Save for his unusual name, Ralph Eugene Meatyard had all the trappings of an ordinary man. Born in 1925 in the Illinois town of Normal, the happily married father of three worked as an optician, coached his son’s baseball team, and even served as president of the Parent-Teacher Association.
But in his free time, Meatyard was also a self-taught photographer with a taste for the bizarre. On weekend trips into the dense woods of Kentucky, he staged nightmarish scenarios acted out by family members and populated with disfigured masks, broken mirrors, and dolls. In 1969, when asked about the sensation his photographs provoked, the suburban dad said it was a feeling “akin to a shiver, and pleasurable as a shiver sometimes is.” He called these unsettling images “romances,” adopting the definition of that word from Ambrose Bierce’s Devil’s Dictionary: “Fiction that owes no allegiance to the God of Things as They Are.” It’s safe to say that when Meatyard died of cancer at the age of 47 in 1972, he left behind one of the weirdest photographic oeuvres the world had then yet known.
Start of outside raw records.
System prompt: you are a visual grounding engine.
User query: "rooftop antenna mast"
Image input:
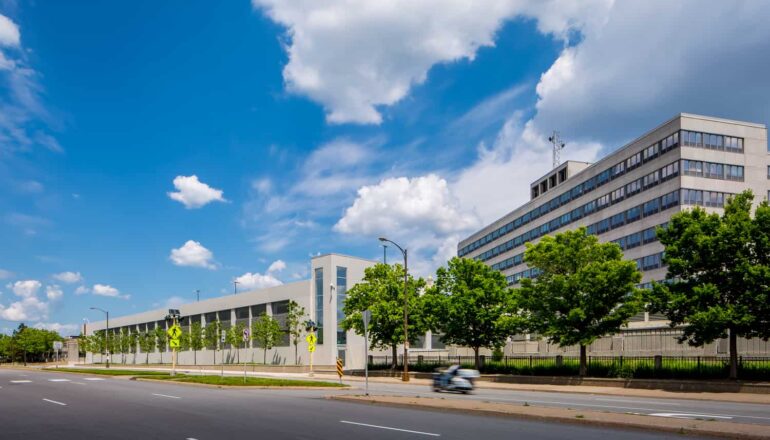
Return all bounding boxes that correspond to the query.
[548,131,566,169]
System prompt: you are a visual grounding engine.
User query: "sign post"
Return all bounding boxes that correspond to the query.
[336,358,344,384]
[53,341,63,368]
[242,328,250,383]
[362,310,371,396]
[305,333,316,377]
[220,329,227,377]
[167,323,182,377]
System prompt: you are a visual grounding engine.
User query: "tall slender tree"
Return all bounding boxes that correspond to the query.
[190,322,204,366]
[285,300,307,365]
[518,227,643,376]
[252,313,281,365]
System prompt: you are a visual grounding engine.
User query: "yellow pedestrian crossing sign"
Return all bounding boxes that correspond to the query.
[167,325,182,340]
[169,338,180,348]
[306,333,316,353]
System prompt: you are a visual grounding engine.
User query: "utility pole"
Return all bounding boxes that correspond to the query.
[548,131,566,169]
[382,244,388,264]
[233,280,240,295]
[195,289,200,302]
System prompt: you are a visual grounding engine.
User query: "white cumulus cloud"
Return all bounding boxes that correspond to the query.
[0,296,49,321]
[234,272,283,290]
[252,0,610,124]
[335,174,480,236]
[74,285,90,295]
[267,260,286,273]
[45,285,63,301]
[52,271,83,284]
[169,240,217,269]
[0,14,20,47]
[167,175,226,209]
[8,279,41,298]
[92,284,130,300]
Wildly Strange: The Photographs of Ralph Eugene Meatyard at the Blanton Museum in Austin welcomes viewers into Meatyard’s eerie world through 35 images from the collection of the Harry Ransom Center. Taken between 1958 and 1970, they include the photographer’s classic mask images and landscapes, as well as dust jacket portraits he took for writer friends like Guy Davenport, Wendell Berry, and Thomas Merton. Though Meatyard believed photographs should be “felt in a similar way as one listens to music, emotionally, without expecting a story,” the images in the show can’t help but bring to mind Edgar Allan Poe’s famous lines: “Deep into that darkness peering, long I stood there wondering, fearing, / Doubting, dreaming dreams no mortal ever dared to dream before.”
Wildly Strange: The Photographs of Ralph Eugene Meatyard continues at the Blanton Museum of Art (200 East Martin Luther King Jr. Boulevard, Austin, Texas) through June 21.